Economy, Business And Markets

The Single Rate Struggle

The Single Rate StruggleThe Single Rate Struggle

Ending the dual exchange rate regime is a professed priority of the Central Bank of Iran. Ever since the landmark nuclear deal was sealed between Iran and the six world powers, the CBI has often said that it wants and will strive for a single foreign exchange rate. Morteza Allahdad, a former head of Iran’s Banking Institution talked about the subject with the Persian-language weekly Tejarat-e-Farda, Financial Tribune’s sister publication.

“The CBI should first carefully assess its foreign currency reserves and demand cycles that will arise in the wake of a rate unification, before going ahead with the (single rate) decision,” he said.

Pointing to the CBI governor’s recent comments in the US about Iran not having full access to its foreign currency assets yet, the analyst said “The CBI had counted on the unfrozen assets as a precursor to unifying the rates, which apparently have not yet materialized.”

Another key factor influencing forex rates is oil revenues, he added. A look at currency rates in Iran over the years shows that when oil revenues are high the government has been able to unify rates, he told the economic journal.
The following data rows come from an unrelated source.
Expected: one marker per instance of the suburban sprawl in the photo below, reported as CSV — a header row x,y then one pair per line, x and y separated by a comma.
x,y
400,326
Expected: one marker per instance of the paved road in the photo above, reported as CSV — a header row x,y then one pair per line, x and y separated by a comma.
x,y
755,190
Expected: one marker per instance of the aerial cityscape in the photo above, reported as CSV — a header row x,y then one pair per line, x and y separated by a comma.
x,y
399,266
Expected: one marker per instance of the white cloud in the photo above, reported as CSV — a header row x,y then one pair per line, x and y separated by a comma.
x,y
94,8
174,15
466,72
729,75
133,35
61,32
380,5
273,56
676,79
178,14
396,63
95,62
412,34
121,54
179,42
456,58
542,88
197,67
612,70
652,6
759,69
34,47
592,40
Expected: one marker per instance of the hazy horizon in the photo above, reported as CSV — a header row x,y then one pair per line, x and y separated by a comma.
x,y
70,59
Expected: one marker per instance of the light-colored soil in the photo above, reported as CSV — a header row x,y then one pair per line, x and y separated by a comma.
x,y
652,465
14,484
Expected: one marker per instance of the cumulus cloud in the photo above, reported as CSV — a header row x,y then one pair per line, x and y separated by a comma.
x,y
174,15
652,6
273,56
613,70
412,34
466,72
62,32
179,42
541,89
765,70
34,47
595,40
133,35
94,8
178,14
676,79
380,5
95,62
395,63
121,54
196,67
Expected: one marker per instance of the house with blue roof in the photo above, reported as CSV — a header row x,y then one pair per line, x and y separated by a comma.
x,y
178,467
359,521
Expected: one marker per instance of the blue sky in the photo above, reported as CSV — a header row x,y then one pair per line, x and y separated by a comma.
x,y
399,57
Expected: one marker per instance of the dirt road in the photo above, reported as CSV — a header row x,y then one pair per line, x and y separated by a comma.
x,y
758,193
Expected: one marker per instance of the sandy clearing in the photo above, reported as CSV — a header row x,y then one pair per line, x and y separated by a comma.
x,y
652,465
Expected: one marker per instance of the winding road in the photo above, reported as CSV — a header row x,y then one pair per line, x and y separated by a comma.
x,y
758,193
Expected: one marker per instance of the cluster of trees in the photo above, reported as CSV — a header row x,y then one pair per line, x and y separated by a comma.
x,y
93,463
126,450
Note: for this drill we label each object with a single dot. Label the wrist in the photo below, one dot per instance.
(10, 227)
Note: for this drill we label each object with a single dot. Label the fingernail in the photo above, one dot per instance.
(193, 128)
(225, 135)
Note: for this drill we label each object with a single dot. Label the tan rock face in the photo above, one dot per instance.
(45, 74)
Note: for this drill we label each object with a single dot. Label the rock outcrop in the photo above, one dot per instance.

“In times of low oil prices, a parallel and unofficial currency market emerges. In this market, forex rates are higher than the official market and it usually due to rent-seeking and speculative activities,” he explained. Double rates are breeding grounds for rent-seeking for those businesses and companies that have access to official, subsidized dollars, the former banking official stressed.

A floating exchange rate system was established during the tenure of former president Mohammad Khatami (1997-2005) following, but was suspended by his successor Mahmoud Ahmadinejad in 2011.

“Diversifying exports and finding foreign markets for domestically-manufactured goods can help replenish foreign exchange reserves and help in unifying exchange rates.”

  Role of OSF

Allahdad pointed to the role of the Oil Stabilization Fund as a mechanism to help reduce forex market swings caused by fluxes in oil revenues. He, however, criticized the previous government for “unreasonable” withdrawal of money from the sovereign fund.

“The measures by the previous government disabled the proper functioning of the fund and it could not help control fluctuations in the forex market. As a result currency rates soared” to the highest levels in contemporary Iranian history and have stayed there for almost five years.

The national currency, the rial, lost almost 70% of its value in 2012. The rial is currently traded at two rates with one decided by the CBI and the other set by money changers.

Allahdad dodged the issue of what would be a “reasonable” rate in a unified system. Without giving any specific figure, he sufficed by dismissing claims that the current forex rates in the free market should be lowered and come close to the official rates.

“Forex rates should be set in tandem with two factors: first, in accordance with the domestic inflation rate, and second in line with inflation rates of countries doing business with Iran,” he said.

The CBI should first prepare the ground for unifying rates and refrain from announcing a specific time for the move, the journal quoted him as saying. “The CBI should not announce a date for the single rate or make promises on which it cannot deliver. This tarnishes the regulating body’s reputation.”